Neben Bruder Isaac blieb er stehen. Als
dieser von seinem Rosenkranz aufblickte, sagte der Prior: „Nehmen Sie es nicht
so schwer, Bruder."
„Schwer?"
flüsterte der Bruder kaum
hörbar. „Ich fühle nur Neid, Vater. Ich bin fast so alt wie Benezet. Warum holt
Gott mich nicht heim? Ich könnte Gethsemani vom Himmel aus weit
besser bauen, als ich es je auf Erden vermag." P. Eutropius klopfte dem
Bruder auf die Schulter
und ging weiter.
Wenn
alle so empfanden, dann war seine Sorge unbegründet. Als er
aber
zu Antoninus kam, erkannte er wirklichen Schmerz in den Augen
des
Jungen.
„Verlieren
wir ihn wirklich, Vater?" fragte er. „Verlieren?"

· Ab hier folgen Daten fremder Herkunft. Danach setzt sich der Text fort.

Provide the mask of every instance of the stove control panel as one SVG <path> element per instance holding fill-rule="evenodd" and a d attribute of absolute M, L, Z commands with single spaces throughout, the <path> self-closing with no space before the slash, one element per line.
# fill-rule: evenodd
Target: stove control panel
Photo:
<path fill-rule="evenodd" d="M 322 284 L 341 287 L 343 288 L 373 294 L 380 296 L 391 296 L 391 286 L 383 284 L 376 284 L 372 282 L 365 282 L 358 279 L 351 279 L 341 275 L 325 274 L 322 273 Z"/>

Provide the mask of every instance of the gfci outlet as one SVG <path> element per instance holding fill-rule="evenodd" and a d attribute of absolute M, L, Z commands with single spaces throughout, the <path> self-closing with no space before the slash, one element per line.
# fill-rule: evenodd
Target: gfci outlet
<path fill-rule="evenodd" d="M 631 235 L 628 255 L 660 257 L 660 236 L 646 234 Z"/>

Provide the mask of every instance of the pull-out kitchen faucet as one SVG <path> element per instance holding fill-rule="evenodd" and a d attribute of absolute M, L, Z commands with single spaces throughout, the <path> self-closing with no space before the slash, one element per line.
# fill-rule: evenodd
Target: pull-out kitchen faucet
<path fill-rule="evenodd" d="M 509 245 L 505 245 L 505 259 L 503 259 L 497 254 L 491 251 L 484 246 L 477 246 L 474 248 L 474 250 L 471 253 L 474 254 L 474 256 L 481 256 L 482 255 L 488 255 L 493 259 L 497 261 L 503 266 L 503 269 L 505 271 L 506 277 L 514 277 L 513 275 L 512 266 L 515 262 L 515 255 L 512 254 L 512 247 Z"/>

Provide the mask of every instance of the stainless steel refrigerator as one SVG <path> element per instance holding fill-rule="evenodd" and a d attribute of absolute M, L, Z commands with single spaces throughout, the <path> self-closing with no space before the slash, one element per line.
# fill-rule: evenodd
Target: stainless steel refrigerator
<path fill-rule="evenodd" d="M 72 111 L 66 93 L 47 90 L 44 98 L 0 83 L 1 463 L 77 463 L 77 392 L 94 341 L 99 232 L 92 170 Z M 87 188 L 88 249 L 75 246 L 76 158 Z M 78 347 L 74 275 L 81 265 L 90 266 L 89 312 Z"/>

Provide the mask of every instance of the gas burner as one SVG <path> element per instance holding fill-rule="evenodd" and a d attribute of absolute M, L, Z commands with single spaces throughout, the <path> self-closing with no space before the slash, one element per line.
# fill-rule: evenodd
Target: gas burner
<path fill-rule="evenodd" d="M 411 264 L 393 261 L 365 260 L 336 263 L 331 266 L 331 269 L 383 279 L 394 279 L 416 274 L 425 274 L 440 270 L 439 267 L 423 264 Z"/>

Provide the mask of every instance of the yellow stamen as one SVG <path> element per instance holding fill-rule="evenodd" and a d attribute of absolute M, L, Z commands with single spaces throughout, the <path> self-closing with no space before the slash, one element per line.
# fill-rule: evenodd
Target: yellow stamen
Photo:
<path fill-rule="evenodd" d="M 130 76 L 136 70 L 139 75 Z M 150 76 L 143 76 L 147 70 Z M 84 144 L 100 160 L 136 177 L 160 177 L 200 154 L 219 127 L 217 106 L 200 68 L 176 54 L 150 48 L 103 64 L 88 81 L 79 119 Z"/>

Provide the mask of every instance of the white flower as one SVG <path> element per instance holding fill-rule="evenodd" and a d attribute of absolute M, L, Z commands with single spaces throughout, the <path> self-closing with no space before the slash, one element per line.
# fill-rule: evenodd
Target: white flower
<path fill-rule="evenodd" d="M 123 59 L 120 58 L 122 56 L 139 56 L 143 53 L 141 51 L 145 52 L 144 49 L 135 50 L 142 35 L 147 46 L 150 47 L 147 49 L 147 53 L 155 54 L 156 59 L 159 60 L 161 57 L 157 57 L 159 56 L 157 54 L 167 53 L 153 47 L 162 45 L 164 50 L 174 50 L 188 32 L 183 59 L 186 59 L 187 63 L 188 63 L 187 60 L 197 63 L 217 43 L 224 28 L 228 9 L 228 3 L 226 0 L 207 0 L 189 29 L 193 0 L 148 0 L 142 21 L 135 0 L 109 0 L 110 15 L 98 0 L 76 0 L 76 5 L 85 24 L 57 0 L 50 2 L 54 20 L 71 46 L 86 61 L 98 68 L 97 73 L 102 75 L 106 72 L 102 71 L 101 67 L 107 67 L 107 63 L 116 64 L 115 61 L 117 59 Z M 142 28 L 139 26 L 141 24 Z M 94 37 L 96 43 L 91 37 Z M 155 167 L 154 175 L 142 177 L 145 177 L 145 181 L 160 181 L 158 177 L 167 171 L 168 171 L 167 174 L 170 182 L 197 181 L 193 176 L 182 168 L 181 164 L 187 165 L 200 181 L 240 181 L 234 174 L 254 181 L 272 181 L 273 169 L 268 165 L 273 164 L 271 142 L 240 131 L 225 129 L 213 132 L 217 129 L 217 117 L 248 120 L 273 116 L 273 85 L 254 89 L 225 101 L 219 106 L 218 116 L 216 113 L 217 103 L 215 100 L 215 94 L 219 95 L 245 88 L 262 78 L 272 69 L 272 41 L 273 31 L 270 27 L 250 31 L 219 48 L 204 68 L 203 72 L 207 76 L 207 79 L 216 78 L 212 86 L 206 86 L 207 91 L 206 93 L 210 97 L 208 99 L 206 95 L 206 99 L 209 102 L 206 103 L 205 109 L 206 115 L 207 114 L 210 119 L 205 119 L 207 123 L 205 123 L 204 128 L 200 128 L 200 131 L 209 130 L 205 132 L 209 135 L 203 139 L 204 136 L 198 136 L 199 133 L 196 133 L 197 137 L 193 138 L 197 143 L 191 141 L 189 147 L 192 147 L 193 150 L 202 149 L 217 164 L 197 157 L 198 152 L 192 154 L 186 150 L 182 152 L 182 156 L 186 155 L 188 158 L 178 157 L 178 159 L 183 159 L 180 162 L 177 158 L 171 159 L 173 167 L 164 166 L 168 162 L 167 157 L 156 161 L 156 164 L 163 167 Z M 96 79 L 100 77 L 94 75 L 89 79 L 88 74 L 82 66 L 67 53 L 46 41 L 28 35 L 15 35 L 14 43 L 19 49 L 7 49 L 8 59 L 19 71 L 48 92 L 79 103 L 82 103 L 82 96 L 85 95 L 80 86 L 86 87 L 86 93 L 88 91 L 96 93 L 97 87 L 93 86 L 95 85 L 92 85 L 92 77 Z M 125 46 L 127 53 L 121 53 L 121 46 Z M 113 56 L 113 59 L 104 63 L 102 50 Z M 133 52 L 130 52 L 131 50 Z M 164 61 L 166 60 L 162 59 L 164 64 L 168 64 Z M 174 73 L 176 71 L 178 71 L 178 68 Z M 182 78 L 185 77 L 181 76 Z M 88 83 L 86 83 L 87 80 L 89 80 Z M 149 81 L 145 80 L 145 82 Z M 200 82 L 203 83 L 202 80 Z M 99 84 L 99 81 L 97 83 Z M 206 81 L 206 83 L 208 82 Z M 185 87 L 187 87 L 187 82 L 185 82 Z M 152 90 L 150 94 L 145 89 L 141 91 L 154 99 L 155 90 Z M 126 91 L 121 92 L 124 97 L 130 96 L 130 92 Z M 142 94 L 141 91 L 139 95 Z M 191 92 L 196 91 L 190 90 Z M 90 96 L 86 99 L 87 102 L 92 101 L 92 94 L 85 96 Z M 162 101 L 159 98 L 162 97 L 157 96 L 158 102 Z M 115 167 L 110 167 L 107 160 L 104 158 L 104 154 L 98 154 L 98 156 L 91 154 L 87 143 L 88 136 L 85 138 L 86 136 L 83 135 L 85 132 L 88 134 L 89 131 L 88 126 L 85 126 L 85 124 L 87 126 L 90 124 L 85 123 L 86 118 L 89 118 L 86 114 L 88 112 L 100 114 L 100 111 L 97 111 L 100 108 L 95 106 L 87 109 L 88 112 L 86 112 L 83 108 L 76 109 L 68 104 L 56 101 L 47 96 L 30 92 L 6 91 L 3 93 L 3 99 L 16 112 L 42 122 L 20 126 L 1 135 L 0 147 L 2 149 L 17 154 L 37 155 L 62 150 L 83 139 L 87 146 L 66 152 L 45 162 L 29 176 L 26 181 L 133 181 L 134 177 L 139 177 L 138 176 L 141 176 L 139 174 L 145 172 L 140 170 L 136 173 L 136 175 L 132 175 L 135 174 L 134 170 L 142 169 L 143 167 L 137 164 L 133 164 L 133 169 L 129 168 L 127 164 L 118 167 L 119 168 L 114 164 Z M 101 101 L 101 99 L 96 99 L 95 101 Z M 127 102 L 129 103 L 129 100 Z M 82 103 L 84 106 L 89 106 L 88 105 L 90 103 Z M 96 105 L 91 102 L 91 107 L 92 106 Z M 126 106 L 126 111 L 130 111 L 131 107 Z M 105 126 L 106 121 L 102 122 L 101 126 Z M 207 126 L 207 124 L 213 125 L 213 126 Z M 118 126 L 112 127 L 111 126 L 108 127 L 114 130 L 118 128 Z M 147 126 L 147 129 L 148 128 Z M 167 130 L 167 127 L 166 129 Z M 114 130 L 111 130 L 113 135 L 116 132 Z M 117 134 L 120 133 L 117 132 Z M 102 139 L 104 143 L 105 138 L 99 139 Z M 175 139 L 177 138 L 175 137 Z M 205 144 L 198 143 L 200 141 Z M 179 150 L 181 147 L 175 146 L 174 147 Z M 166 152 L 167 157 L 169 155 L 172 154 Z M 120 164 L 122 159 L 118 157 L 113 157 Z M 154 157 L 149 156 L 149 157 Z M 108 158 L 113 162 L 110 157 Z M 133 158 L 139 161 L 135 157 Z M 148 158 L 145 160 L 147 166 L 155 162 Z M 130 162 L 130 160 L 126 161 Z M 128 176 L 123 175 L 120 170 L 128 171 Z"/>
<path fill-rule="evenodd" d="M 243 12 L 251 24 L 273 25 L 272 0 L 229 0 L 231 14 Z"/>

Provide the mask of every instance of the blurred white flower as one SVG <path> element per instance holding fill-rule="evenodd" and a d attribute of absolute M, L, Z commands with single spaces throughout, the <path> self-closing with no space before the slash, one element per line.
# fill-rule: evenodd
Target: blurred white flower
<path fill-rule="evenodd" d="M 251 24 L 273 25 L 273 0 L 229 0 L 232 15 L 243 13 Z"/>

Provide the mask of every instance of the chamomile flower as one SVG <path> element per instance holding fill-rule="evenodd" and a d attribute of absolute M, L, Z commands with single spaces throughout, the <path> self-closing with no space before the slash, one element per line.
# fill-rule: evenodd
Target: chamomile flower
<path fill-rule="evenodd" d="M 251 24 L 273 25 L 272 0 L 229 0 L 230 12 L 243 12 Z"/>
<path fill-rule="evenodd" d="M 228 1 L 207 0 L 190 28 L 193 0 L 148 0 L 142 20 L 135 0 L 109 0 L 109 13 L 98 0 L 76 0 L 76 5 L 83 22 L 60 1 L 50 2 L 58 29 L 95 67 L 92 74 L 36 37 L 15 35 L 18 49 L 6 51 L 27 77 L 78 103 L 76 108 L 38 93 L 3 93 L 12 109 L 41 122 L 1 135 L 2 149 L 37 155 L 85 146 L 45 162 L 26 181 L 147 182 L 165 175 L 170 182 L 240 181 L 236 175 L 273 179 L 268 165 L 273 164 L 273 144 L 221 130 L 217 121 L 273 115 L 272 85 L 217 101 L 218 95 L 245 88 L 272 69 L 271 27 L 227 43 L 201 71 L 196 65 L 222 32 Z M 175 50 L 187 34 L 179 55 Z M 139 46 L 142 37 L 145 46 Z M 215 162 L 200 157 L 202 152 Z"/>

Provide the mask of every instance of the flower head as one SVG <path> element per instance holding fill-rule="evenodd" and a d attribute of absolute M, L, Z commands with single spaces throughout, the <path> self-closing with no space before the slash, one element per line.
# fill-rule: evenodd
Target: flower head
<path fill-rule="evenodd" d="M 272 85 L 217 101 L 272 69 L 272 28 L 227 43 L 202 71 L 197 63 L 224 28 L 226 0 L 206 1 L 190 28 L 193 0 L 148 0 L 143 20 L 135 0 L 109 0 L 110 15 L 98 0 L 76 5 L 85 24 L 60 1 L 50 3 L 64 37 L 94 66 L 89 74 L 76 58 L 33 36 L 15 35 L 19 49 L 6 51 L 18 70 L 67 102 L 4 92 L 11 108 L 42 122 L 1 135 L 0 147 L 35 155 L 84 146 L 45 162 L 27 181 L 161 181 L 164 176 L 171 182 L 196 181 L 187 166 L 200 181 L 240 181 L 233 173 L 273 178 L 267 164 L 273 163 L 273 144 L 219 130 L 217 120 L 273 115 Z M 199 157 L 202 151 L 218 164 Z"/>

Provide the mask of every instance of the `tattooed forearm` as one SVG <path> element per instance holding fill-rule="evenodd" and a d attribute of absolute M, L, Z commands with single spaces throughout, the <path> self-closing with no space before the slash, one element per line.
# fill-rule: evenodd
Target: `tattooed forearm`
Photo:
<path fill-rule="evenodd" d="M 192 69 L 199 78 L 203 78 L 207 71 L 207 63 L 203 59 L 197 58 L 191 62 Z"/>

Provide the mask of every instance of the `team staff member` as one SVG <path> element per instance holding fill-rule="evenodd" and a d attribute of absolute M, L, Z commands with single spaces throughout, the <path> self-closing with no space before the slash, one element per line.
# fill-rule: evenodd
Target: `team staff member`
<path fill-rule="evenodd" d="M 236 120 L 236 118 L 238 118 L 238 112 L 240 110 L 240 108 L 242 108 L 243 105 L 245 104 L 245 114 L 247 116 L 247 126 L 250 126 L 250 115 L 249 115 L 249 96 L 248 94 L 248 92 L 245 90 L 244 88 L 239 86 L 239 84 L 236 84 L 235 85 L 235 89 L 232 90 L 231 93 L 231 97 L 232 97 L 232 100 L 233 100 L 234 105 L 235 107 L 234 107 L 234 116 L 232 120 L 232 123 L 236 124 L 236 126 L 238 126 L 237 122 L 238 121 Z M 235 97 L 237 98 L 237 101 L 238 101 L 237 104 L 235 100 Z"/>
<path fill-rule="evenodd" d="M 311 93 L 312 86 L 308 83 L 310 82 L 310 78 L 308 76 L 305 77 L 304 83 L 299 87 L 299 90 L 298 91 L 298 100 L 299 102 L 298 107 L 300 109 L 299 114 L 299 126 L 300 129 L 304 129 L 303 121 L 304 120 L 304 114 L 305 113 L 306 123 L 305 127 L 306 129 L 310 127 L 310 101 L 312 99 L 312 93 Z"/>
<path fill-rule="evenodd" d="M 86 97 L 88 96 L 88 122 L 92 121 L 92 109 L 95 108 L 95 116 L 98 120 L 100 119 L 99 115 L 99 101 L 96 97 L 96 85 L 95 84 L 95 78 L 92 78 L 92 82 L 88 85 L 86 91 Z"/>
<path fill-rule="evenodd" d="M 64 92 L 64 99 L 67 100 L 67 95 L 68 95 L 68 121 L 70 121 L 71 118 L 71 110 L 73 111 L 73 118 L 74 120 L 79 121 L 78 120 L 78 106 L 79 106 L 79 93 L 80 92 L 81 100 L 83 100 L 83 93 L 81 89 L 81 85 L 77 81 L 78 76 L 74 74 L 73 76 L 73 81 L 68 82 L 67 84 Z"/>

protestierte der Prior. „Aber lieber Bruder, wir gewinnen ihn. Gerade weil
er in den Himmel geht, hört er nicht auf, der
Kommunität von Gethsemani anzugehören,
wissen Sie. Er kann von da aus viel mehr für uns tun ... "
Der
junge Bruder schüttelte den Kopf.
„Komm",
sagte der Prior und fasste ihn
bei der Hand. „Knie neben
mir an seiner Koje nieder und höre, wie er betet."
Sie
hatten kaum drei, vier Schritte getan, als
einer der Mönche, die neben dem Kranken knieten, dem Superior
aufgeregt winkte, „Beeilen
Sie sich, Pater Prior, ich glaube,
er stirbt."
(aus
Fr. M. Raymond, Die weißen Mönche von Kentucky, Freiburg 1956)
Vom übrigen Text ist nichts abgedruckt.